I found it here: http://southernfood.about.com/od/crockpothamrecipes/r/bl30c1.htm


----------



## TaciturnBadger (Jan 16, 2006)

Tina said:


> Badger, do the meatballs have a heavily beer-laden flavor? I'm not a beer fan at all, but it can certainly enhance the flavor of some cooked foods.
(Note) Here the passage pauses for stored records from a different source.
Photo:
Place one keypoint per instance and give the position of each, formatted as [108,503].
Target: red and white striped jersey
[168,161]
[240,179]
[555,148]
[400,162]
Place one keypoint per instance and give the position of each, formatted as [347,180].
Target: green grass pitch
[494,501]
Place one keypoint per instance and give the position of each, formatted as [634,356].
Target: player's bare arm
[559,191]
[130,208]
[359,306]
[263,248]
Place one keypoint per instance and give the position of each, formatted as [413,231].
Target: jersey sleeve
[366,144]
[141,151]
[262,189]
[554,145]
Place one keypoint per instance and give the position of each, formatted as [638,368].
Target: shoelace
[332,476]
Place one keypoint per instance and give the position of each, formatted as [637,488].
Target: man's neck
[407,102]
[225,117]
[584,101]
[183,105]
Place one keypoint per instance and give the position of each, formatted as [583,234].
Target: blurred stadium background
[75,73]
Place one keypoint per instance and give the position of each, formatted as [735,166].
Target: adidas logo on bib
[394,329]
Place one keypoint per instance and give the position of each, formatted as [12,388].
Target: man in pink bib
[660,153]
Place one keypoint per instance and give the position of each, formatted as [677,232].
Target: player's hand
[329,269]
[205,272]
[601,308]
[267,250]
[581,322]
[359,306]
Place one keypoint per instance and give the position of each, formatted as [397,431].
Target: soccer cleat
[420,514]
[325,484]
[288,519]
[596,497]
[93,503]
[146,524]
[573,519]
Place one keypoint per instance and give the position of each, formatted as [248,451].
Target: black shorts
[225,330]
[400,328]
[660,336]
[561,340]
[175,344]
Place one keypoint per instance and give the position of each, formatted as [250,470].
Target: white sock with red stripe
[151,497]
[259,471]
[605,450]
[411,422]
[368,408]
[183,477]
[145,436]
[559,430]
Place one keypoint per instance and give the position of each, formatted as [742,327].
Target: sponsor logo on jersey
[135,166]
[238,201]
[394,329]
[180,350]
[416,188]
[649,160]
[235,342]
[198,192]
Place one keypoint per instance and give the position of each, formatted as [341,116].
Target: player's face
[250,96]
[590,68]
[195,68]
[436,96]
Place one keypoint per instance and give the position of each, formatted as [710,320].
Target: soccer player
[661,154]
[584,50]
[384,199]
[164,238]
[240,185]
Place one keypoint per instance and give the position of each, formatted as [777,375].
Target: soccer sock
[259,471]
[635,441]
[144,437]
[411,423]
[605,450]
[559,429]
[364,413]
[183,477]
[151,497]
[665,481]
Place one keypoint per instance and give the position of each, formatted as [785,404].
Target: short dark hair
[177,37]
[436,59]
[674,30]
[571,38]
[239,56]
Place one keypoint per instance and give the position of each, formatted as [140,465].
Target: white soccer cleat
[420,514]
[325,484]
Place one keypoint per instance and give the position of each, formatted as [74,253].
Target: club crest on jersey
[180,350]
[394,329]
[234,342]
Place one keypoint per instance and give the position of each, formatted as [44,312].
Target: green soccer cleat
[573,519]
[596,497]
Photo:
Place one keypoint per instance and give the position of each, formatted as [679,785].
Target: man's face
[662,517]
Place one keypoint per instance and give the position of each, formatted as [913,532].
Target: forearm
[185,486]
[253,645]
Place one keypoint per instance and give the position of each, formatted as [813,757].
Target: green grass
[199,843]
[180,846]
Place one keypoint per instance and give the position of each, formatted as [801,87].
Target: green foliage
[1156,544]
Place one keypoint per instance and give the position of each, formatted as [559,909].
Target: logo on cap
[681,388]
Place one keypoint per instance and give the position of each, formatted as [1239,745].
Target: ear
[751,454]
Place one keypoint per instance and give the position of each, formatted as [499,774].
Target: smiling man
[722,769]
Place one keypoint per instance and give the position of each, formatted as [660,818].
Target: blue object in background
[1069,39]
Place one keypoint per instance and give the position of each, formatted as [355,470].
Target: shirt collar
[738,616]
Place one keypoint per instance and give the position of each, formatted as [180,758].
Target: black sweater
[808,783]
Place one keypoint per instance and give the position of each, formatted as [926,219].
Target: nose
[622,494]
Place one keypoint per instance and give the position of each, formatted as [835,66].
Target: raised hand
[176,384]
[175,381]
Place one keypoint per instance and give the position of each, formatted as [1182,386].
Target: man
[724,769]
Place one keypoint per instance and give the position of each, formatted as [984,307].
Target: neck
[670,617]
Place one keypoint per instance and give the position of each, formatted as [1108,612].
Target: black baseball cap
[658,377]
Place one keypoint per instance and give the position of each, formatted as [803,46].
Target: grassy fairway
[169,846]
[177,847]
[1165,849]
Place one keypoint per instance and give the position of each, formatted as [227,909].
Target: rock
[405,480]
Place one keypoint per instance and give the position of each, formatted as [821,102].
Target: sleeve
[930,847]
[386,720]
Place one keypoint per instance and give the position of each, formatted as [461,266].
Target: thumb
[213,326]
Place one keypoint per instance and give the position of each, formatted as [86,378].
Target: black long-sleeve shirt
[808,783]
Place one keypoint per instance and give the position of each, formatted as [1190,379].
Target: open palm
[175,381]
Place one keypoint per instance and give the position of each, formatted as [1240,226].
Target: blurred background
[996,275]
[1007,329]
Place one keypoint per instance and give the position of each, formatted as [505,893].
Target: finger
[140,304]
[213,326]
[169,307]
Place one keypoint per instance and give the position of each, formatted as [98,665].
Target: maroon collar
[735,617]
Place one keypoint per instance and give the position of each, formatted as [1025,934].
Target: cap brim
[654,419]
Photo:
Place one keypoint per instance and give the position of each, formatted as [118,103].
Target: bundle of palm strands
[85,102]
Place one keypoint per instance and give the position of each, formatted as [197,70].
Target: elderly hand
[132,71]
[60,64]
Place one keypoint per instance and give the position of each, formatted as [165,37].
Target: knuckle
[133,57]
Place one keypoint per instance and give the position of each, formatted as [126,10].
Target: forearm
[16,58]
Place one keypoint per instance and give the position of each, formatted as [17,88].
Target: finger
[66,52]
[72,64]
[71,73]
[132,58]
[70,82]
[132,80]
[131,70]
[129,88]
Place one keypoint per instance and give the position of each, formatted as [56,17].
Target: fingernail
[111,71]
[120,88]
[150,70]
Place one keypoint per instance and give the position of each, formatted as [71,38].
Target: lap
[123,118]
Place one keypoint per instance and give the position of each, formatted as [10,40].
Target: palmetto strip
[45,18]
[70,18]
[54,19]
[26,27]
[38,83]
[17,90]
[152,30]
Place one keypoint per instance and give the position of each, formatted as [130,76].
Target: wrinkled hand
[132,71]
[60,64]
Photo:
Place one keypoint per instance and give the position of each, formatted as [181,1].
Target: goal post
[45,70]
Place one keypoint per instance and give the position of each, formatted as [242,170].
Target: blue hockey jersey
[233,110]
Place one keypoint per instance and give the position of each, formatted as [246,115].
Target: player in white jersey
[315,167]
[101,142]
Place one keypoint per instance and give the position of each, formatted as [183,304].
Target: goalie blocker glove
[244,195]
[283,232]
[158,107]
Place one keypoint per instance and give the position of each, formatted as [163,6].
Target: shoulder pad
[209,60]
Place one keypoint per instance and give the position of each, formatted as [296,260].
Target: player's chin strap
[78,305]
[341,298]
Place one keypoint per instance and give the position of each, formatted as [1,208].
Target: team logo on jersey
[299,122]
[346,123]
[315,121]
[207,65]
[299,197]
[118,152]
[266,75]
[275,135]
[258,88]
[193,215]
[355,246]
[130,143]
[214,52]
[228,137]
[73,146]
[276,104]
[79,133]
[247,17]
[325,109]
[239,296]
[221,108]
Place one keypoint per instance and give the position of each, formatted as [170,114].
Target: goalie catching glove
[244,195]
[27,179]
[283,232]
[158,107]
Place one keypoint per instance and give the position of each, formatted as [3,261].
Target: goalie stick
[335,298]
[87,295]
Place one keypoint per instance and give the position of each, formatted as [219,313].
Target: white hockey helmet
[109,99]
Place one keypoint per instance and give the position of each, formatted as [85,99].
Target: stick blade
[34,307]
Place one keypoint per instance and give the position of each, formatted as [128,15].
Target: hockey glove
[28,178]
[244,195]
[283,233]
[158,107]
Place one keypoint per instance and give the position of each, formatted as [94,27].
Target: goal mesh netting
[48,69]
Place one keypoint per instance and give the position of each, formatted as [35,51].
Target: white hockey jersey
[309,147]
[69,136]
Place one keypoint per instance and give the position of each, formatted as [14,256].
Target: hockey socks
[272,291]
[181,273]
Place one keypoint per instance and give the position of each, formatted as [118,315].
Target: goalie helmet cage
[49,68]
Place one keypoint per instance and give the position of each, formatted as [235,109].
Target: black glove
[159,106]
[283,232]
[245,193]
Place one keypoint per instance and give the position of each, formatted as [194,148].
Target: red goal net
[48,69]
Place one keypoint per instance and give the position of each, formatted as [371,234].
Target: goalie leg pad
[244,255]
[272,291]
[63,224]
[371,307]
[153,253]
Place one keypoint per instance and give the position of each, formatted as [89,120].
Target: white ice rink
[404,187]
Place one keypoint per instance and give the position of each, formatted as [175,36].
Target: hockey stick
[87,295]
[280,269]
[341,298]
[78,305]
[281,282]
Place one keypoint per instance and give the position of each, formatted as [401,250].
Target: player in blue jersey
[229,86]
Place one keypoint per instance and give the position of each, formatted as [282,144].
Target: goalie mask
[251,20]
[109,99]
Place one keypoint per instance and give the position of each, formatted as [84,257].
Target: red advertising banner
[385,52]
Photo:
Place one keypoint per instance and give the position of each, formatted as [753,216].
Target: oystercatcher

Surprisingly enough, they don't taste very strongly of beer. There *is* a little bit of beer flavor in them, but if you use a light beer or N/A beer, it's pretty faint.

--B.


----------



## Mr. Jigglesworth (Jan 16, 2006)

Hey Badger, I've got a friend who loves cooking with beer, thanks for sharing this one, but do you have anymore I could pass on to him?


Mr. Jigglesworth


----------



## TaciturnBadger (Jan 16, 2006)

Not that I know of off the top of my head, but there's a great website that has all sorts of recipes for and with beer:

www.briansbelly.com

--B.


----------



## Miss Vickie (Jan 16, 2006)

Jes said:


> What I don't like about them is that most of the recipes I've found ujse things I just wouldn't cook with in life. Bags of hash browns or tator tots. Cans of condensed soup. I know it's convenience cooking, but I don't like to use so many processed things in my cooking in general. Don't throw anything at me, I'm not judging, just saying.
> 
> I was at Williams Sonoma the other day though and saw a small collection of gourmet recipes for crockpots...that might be something. I just don't like pouring a bunch of cans together and thinking that's good eating for ME. Too many preservatives and not enough fiber.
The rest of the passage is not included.